Your Heart, a Garden

by thecaryatid



Category: Fire Emblem: Fuukasetsugetsu | Fire Emblem: Three Houses
Genre: F/M, Female My Unit | Byleth, Flowers, Fluff, Gardening, Nagamas 2019
Language: English
Status: Completed
Published: 2020-02-29
Updated: 2020-02-29
Packaged: 2021-02-28 05:33:11
Rating: General Audiences
Warnings: No Archive Warnings Apply
Chapters: 1
Words: 2,162
Publisher: archiveofourown.org
Story URL: https://archiveofourown.org/works/22958731
Author URL: https://archiveofourown.org/users/thecaryatid/pseuds/thecaryatid
Summary: Dedue tries to find Byleth's favorite flower.
Relationships: Dedue Molinaro/My Unit | Byleth
Comments: 16
Kudos: 94
Collections: Nagamas Gifts





	Your Heart, a Garden

**Author's Note:**

> A very late Nagamas gift for poly-drawz, based on the prompt byleth/Dedue fluff at the greenhouse. I hope you like it!

The professor always seems to be there. 

Once the greenhouse was something of a haven for Dedue, a place most of the students didn’t bother to come, full of greenery and life and absolutely nothing else. No professors to eye him like they’re deciding whether to challenge the prince over his continued presence, no Faerghan students to try to draw him into some drawn-out argument, no others to look at him with fear or pity. 

Except Professor Byleth is there now. She’s been coming to the greenhouse every day for the last few weeks, whenever there’s time to spare. 

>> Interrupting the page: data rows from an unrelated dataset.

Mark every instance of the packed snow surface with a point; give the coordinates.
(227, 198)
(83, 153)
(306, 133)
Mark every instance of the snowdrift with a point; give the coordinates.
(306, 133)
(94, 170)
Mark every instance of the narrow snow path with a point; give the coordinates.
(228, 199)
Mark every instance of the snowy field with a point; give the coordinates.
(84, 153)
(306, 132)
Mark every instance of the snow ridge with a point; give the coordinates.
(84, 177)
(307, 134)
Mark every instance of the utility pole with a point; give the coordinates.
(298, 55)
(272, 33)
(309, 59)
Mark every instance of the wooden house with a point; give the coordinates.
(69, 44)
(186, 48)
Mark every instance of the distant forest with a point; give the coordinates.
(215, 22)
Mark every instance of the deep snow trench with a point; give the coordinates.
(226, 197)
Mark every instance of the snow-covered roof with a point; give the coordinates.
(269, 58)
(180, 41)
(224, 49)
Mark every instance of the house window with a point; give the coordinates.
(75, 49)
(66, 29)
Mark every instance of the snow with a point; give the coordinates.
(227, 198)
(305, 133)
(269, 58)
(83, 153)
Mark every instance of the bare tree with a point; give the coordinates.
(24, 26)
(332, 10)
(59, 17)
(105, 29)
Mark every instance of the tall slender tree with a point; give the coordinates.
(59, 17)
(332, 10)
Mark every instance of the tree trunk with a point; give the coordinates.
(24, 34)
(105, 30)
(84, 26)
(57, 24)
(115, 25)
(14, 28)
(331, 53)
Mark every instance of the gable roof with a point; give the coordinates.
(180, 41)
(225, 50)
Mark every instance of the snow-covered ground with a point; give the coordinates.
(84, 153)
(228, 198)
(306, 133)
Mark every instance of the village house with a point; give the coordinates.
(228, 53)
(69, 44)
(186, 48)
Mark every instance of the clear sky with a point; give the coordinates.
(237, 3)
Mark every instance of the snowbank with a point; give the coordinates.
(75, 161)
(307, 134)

Dedue greets her. It’s only polite. She nods back, makes some inquiry about one of the plants he’s working with. Flat as ever, but perhaps the glimmers of interest in her eyes are genuine. He answers - it’s the least he can do. Dedue tells her about the fields of flowers he recalls from his childhood, and perhaps that will be the end of it. 

That is not the end of it. Byleth is there again and again. Dedue is coaxed into conversation again and again, not unwilling per se but unfamiliar and unused to it, and Byleth hangs onto his every word as though he’s the most scintillating conversationalist in the land. 

It becomes a tradition, even in the heart of war. Byleth returns to the greenhouse over and over, loitering among the fragrant flowers, collecting violets and lilies and scattering them among the men and women she’s never stopped trying to take care of. 

“I have talked about myself more than I am used to,” Dedue says as Byleth tries her best to coax him into another long story about one of the flowers. Well, long by Dedue’s standards, so perhaps three complete sentences of recollection. 

Byleth tilts her head, saying nothing. 

“Do you have a favorite flower? Or some favorite plant?” Dedue asks. She talks so little about herself, always content to draw others into relieving their troubles into her waiting arms.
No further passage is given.